Kemenangan itu membawa Argentina melangkah ke semifinal untuk menghadapi Inggris, sekaligus menjaga peluang menjadi tim pertama yang mampu mempertahankan gelar juara dunia dalam sejarah mereka. Meskipun demikian, Messi mengaku bahwa keberhasilan Argentina mempertahankan level performa setelah menjadi juara dunia bukan hal mudah.
“Bagus melihat warga Argentina menikmati ini seperti kami menikmatinya. Begitulah cara kami menjalaninya. Tidak mudah untuk kembali setelah menjadi juara dunia, memenangkan semua yang kami menangkan, lalu terus bersaing dan tetap berada di level itu, berada di empat besar dan bermain di semifinal lagi. Itu tidak normal, itulah mengapa kami harus sangat menikmatinya,” ujar Messi dikutip dari ESPN.
Baca Juga: Melesat ke Semifinal Piala Dunia 2026, Lionel Scaloni Akui Swiss Sulitkan Argentina
Messi juga mengingatkan bahwa momen seperti ini belum tentu terulang. Messi menilai keberhasilan yang diraih saat ini harus benar-benar dihargai. “Kami tidak tahu apakah ini akan terjadi lagi atau kapan itu akan terjadi. Kami sempat lama tidak menjadi juara dunia sampai terakhir kali, jadi semua yang datang setelahnya harus dinikmati dan dihargai,” ujarnya.
Dalam pertandingan melawan Swiss, Argentina sempat unggul lebih dulu lewat Alexis Mac Allister sebelum Dan Ndoye menyamakan kedudukan. Messi yang tidak mencetak gol di laga itu mengakui laga berjalan sulit sejak awal. “Kami tahu betapa sulitnya Piala Dunia ini. Kami memang sudah memperkirakan pertandingan yang berat. Di babak pertama, meski unggul, mereka membuat kami kesulitan. Kami tidak bisa memainkan permainan kami dan tidak bisa menguasai bola dalam waktu lama,” kata Messi.
Sang kapten juga membahas tentang bagaimana kartu merah yang diterima pemain Swiss mengubah jalannya pertandingan.

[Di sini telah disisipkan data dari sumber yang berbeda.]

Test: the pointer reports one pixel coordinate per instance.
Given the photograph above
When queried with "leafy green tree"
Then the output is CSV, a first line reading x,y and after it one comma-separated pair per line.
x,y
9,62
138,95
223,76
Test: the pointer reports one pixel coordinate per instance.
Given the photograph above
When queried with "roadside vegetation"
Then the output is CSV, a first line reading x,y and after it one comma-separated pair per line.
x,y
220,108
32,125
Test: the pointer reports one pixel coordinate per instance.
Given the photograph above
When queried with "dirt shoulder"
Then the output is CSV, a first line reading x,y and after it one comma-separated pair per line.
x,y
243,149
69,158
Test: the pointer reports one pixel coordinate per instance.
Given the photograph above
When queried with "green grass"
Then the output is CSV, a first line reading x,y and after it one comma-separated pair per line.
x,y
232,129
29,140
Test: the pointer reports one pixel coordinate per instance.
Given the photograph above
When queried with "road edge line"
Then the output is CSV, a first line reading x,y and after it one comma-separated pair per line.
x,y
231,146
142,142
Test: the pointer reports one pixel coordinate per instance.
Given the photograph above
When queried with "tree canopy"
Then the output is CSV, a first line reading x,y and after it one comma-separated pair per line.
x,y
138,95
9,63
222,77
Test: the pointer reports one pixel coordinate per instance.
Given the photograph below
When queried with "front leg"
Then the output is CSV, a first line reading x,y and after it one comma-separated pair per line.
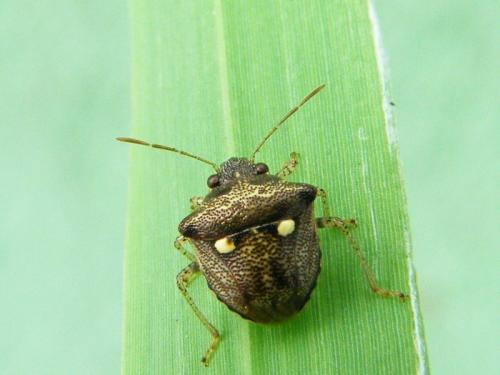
x,y
184,278
328,221
289,166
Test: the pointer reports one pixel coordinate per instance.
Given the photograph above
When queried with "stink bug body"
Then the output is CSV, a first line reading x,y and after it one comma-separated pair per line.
x,y
254,238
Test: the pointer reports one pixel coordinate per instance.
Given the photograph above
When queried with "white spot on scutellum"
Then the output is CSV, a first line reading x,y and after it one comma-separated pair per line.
x,y
286,227
224,245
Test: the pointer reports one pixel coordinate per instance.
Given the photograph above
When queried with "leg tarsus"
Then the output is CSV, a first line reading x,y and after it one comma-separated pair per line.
x,y
184,278
195,202
343,225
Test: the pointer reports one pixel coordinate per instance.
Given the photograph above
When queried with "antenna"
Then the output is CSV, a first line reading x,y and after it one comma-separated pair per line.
x,y
289,114
167,148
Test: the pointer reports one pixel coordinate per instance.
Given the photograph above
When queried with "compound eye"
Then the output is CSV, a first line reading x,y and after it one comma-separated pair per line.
x,y
261,168
213,181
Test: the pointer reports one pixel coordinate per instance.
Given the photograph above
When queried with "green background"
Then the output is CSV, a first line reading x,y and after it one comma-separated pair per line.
x,y
64,94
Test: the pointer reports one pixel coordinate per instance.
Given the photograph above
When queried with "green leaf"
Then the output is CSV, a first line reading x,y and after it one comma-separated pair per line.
x,y
212,78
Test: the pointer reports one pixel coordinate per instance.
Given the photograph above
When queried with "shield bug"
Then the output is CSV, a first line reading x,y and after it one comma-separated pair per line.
x,y
255,239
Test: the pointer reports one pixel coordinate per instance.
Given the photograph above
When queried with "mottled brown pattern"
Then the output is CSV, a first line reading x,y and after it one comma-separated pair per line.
x,y
267,277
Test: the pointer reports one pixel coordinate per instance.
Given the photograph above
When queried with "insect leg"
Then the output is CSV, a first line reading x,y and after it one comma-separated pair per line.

Hal itu membuat Julian Alvarez dan Lautaro Martinez akhirnya mampu memastikan kemenangan Albiceleste. “Kartu merah mereka benar-benar mengubah jalannya pertandingan, tetapi situasinya tetap sulit,” kata Messi.
Menjelang laga semifinal melawan Inggris di Atlanta, Messi menyebut pertandingan itu akan menjadi pengalaman baru baginya. Messi mengakui belum pernah menghadapi Inggris sepanjang kariernya. “Bermain melawan Inggris itu spesial karena mereka merupakan kekuatan besar dan pertandingan melawan tim besar selalu spesial. Secara pribadi, ini pertama kalinya saya akan menghadapi mereka,” ujarnya.
Baca Juga: Thomas Tuchel Sebut Inggris Beruntung Kalahkan Norwegia di Perempat Final Piala Dunia 2026
Messi menegaskan bahwa timnya akan fokus mempersiapkan diri sebaik mungkin untuk menghadapi tantangan itu. “Kami akan mencoba beristirahat, memulihkan tenaga, dan datang dalam kondisi terbaik untuk kembali bersaing,” ujar Messi.
Pemain yang saat ini berusia 39 tahun itu juga menyinggung sejarah panjang pertemuan Argentina dan Inggris, termasuk pada Piala Dunia 1986. “Semua yang saya ingat tentang Argentina melawan Inggris pada 1986 berasal dari video yang terus ditonton orang Argentina. Namun, saya pikir tim ini sudah terbiasa memainkan pertandingan tanpa memandang lawan,” kata Messi.
Dilansir dari Diario AS, Argentina menang 2-1 dari Inggris lewat gol kontroversial Hand of God milik Diego Maradona pada Piala Dunia 1986. Setelah itu, kedua tim juga beberapa kali bertemu di edisi Piala Dunia berbeda. Pada 1998, Argentina menang lewat adu penalti setelah imbang 2-2 di babak 16 besar. Selanjutnya, Inggris menang pada 2002 dengan skor 1-0 di fase grup.